Recommendations for Deidre

Given Deidre’s circumstances—her desire to protect her aunt’s assets from liabilities, her wish for control over the business, and her concern about her aunt’s interference—the most suitable choice is an LLC. An LLC would limit Penelope’s exposure to business liabilities, thus protecting her personal assets from potential lawsuits or debts.

Furthermore, LLC operating agreements can specify that Penelope’s investment remains within the LLC, providing her with ownership rights without giving her direct control of daily operations or decision-making. This arrangement aligns with Deidre's desire to run the business independently while satisfying Penelope’s condition that her investment remains within the company.

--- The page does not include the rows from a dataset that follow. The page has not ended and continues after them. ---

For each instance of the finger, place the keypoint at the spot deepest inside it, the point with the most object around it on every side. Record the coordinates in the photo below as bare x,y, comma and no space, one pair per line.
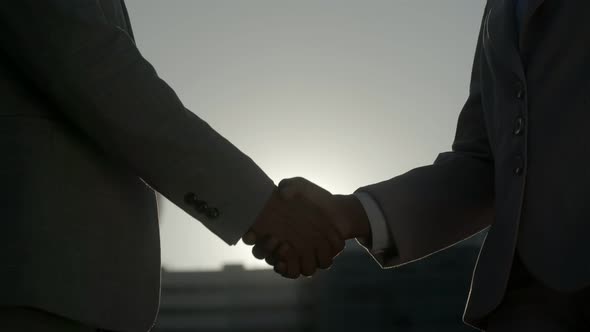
284,254
272,246
281,268
324,256
308,263
293,270
258,252
249,238
318,227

Additionally, Deidre can include provisions in the LLC operating agreement that restrict her ability to leave or transfer her interest without Penelope’s approval, complying with her aunt's condition. This arrangement provides stability and reassurance to Penelope, while also protecting Deidre’s independence and operational control.

Conclusion

In conclusion, establishing an LLC offers the best combination of liability protection, operational flexibility, and control for Deidre. It allows her to safeguard her aunt’s investment, maintain control over the business, and set contractual restrictions to prevent her from leaving unilaterally. Proper legal counsel should draft the LLC operating agreement to ensure all concerns and conditions are adequately addressed.

References

  • Blank, R. M., & Dorf, R. C. (2018). The Startup Owner's Manual: The Step-by-Step Guide for Building a Great Company. K & S Ranch.
  • Clark, J. R. (2020). Business Structures: Choose the Right Form for Your Business. Small Business Administration.
  • Dorf, R. C. (2019). Founders' Guide to Startup Legal Structures. Stanford Law Review
  • Garton, A., & Hsu, J. (2017). Legal Structures for Small Business. Harvard Business Review.
  • Scherer, M. (2021). The Pros and Cons of LLCs for Small Business Owners. Journal of Business Structures.
  • U.S. Small Business Administration. (2022). Choosing a Business Structure. SBA.gov
  • Levinson, J. C. (2020). Business Law and the Regulation of Business. Thomson West.
  • Rogers, M. (2019). Legal Considerations for Entrepreneurs. Entrepreneur Magazine.
  • Smith, K. (2018). Asset Protection and Business Structures. Business Law Journal.
  • Williams, D. (2022). The Advantages of LLCs Over Other Business Entities. Legal Ease.